Há dias, do baú de recordações, recuperei estas imagens que partilho agora com os meus amigos. Há muitos anos, em Fafe, foi assim que tudo começou no meu percurso profissional, sempre ligado ao gosto pela rádio e pela escrita. Naquela casa, que abrigava a Rádio Clube de Fafe e o Correio de Fafe, fizeram-se muitos profissionais, ajudados por mestres pacientes que recordo.
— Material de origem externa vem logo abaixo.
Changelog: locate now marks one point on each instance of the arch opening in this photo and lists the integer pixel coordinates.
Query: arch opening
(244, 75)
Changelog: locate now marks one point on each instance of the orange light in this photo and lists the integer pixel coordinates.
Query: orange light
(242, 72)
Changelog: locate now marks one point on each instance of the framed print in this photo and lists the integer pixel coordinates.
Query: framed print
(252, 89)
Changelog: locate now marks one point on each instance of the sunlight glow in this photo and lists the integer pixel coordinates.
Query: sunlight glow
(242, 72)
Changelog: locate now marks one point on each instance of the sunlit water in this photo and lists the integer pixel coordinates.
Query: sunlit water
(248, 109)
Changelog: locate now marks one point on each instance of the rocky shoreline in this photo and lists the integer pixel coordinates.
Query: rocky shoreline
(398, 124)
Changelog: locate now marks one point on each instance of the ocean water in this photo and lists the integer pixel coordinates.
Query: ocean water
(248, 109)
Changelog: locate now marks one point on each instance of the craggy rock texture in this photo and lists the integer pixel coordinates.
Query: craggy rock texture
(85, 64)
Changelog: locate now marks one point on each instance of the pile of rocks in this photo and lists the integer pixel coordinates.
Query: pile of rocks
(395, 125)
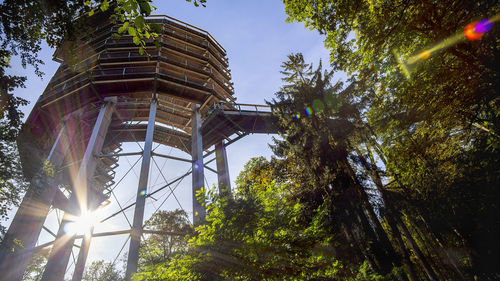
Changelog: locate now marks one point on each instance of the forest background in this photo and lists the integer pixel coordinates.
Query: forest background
(392, 175)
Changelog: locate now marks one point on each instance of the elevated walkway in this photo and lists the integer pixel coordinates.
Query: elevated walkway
(223, 122)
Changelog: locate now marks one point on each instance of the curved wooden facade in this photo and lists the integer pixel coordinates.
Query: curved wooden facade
(189, 67)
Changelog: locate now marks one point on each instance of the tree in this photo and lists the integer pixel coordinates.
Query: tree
(159, 248)
(102, 271)
(257, 235)
(35, 268)
(433, 117)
Ali escrevi as primeiras notícias e realizei os primeiros programas, quase sempre ligados à informação.
Foram anos vivenciados com grande paixão pelo gosto de aprender, na procura de fazer mais e melhor, no gosto de comunicar!
Ali estavam a escrita e a música - duas paixões que nutria desde a infância – unidas num projeto que acabou por ser profissional.
Não sei se terá sido a opção certa, mas desde os tempos que hoje recordo, nunca mais parei nestas lides, apesar de tanta coisa ter mudado, na forma de se trabalhar e de estar na profissão.
Recordo simplesmente, com saudade e carinho, esses momentos tão bonitos, de um certo romantismo, de tantos sonhos!
Lembro o dia de verão em que, sentado no parapeito da janela, olhava, por entre a árvores, o velho circo que lá ao longe, parara na minha aldeia, enquanto ouvia o som nasal do velho rádio lá de casa, minha companhia obrigatória.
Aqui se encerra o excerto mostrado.